Financieringsprobleem
De Schryver voelt zich niet aangesproken door die kritiek. Hij wijst erop dat Crucell al lang bezig is met het ontwikkelen van een vaccin voor ebola. In 2006 testte het bedrijf al een middel, dat toen echter niet effectief bleek. ‘Zo gaat dat’, zegt De Schryver. ‘Soms heb je te maken met tegenslag.’
Niettemin is de financiering van onderzoek naar geneesmiddelen voor veel bedrijven een probleem, zeker als het gaat om zeldzame ziektes. Nederlands bekendste viroloog, Ab Osterhaus, wijst erop dat de ontwikkeling van een geneesmiddel tientallen miljoenen en soms honderden miljoenen euro’s kost. Zo’n investering is voor een bedrijf moeilijk te verantwoorden voor wat Osterhaus ‘weesziekten’ noemt; ziekten die zich slechts incidenteel voordoen en waarbij het dodental relatief beperkt blijft.
Wereldwijd
Nu ebola niet langer een lokaal probleem is, wordt het voor bedrijven interessanter in de ontwikkeling van een medicijn te investeren. ‘Je kunt er niet van uitgaan dat een epidemie beperkt blijft, of vanzelf stopt. Soms verspreidt een infectieziekte zich opeens veel massaler of zelfs wereldwijd, zoals we met aids hebben gezien’, aldus Osterhaus.

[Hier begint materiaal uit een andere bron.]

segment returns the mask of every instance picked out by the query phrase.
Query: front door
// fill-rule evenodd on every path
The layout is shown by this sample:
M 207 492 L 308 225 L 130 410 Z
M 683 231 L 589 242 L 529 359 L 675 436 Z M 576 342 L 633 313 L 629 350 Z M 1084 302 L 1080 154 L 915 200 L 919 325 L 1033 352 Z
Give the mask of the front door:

Inmiddels komt snel meer geld beschikbaar voor onderzoek, vooral van de Amerikaanse overheid, maar ook van liefdadigheidsinstellingen. Zo heeft het Canadese bedrijf Tekmira een contract ter waarde van $?140 mln gesloten met het Amerikaanse ministerie van defensie voor de ontwikkeling van een ebola-medicijn, TKM-Ebola geheten.
ZMapp en AVI7537
Het bekendste middel in ontwikkeling is Zmapp van het Amerikaanse bedrijf Mapp Biopharmaceutical, dat onlangs is toegediend aan zeven patiënten, onder wie twee Amerikaanse hulpverleners en een Brit. Voor zover bekend zijn alle zeven patiënten genezen. Het middel is tot nu toe slechts in zeer kleine hoeveelheden beschikbaar en Mapp breidt de productie van zijn experimentele middel nu uit.

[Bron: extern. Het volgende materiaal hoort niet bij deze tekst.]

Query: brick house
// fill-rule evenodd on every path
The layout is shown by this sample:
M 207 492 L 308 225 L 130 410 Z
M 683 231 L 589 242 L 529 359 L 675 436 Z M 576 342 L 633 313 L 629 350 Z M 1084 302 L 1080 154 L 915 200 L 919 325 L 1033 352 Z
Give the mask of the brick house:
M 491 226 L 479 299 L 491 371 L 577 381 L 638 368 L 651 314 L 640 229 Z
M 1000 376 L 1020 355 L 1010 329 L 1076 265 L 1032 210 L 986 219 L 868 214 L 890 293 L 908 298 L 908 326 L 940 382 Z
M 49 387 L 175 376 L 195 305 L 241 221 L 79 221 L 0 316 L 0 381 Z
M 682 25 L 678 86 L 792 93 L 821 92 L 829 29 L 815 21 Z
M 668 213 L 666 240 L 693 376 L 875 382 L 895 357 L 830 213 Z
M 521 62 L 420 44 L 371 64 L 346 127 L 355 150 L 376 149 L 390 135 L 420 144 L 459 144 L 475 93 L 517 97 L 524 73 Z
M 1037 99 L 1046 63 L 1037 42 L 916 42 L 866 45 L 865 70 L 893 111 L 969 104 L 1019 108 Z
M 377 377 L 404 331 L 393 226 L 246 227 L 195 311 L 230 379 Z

Veel genoemd is ook het middel AVI7537 van het bedrijf Sarepta. Bij testen op apen besmet met ebola zijn positieve resultaten geboekt. Maar volgens Osterhaus zijn uitgebreide studies nodig om te bepalen of experimentele geneesmiddelen als ZMapp en AVI7537 effectief zijn.
Investeren
‘Het probleem is dat we nu middelen ontwikkelen in ‘oorlogstijd’, de druk is enorm.’ Bedrijven en overheden zouden volgens de viroloog juist in ‘vredestijd’ moeten investeren in goed onderzoek naar de effectiviteit en de risico’s van nieuwe geneesmiddelen.

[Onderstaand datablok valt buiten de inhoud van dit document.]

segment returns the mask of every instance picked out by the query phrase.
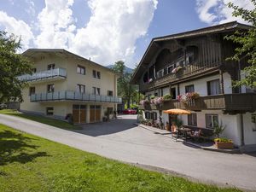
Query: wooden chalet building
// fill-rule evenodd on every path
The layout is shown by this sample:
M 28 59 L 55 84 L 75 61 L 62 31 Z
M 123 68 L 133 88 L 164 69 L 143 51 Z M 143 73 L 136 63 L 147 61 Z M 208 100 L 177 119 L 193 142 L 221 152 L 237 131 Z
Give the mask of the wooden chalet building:
M 184 125 L 207 132 L 218 122 L 226 127 L 222 137 L 241 148 L 255 148 L 255 90 L 232 87 L 233 80 L 244 78 L 241 69 L 246 60 L 225 60 L 234 55 L 236 45 L 224 37 L 250 27 L 233 21 L 153 38 L 131 83 L 139 84 L 140 92 L 149 101 L 152 96 L 166 94 L 172 99 L 140 105 L 144 117 L 158 119 L 160 115 L 166 125 L 172 117 L 162 110 L 189 109 L 191 114 L 178 117 Z M 186 102 L 189 92 L 199 96 Z

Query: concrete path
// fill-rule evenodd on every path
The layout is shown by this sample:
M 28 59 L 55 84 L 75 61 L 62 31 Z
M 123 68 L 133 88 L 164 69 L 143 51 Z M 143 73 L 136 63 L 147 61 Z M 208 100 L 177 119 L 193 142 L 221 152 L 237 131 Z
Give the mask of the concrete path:
M 133 125 L 136 116 L 84 125 L 76 132 L 0 114 L 0 123 L 110 159 L 160 167 L 195 180 L 256 191 L 256 154 L 205 151 Z

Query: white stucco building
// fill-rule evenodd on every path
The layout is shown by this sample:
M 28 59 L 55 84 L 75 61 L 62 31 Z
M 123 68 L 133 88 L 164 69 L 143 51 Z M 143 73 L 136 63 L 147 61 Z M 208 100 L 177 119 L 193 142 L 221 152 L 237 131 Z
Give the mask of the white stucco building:
M 113 115 L 117 103 L 117 74 L 111 69 L 65 49 L 30 49 L 23 54 L 33 63 L 33 73 L 20 79 L 20 110 L 65 119 L 72 114 L 75 124 L 102 121 Z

Zelfs nu de ontwikkeling van vaccins en andere geneesmiddelen in een stroomversnelling terecht is gekomen, zal dat geen uitkomst bieden voor de West-Afrikanen die nu worden getroffen door de Ebola-uitbraak, de ergste sinds het virus door een uitbraak in 1976 werd ontdekt. Het ontwikkelen en introduceren van een vaccin kost met alle bijbehorende procedures snel vijf tot tien jaar.
Concurrentie groot
Voor bedrijven gaat het ook om riskante investeringen, omdat de kans op succes klein is maar ook omdat de concurrentie plotseling groot lijkt te zijn. Crucell laat zich echter niet afschrikken, verzekert De Schryver van Crucell. ‘De nood is zo hoog. Het is juist heel goed dat veel bedrijven tegelijkertijd aan een middel werken. Ik zou zeggen: hoe meer hoe beter.’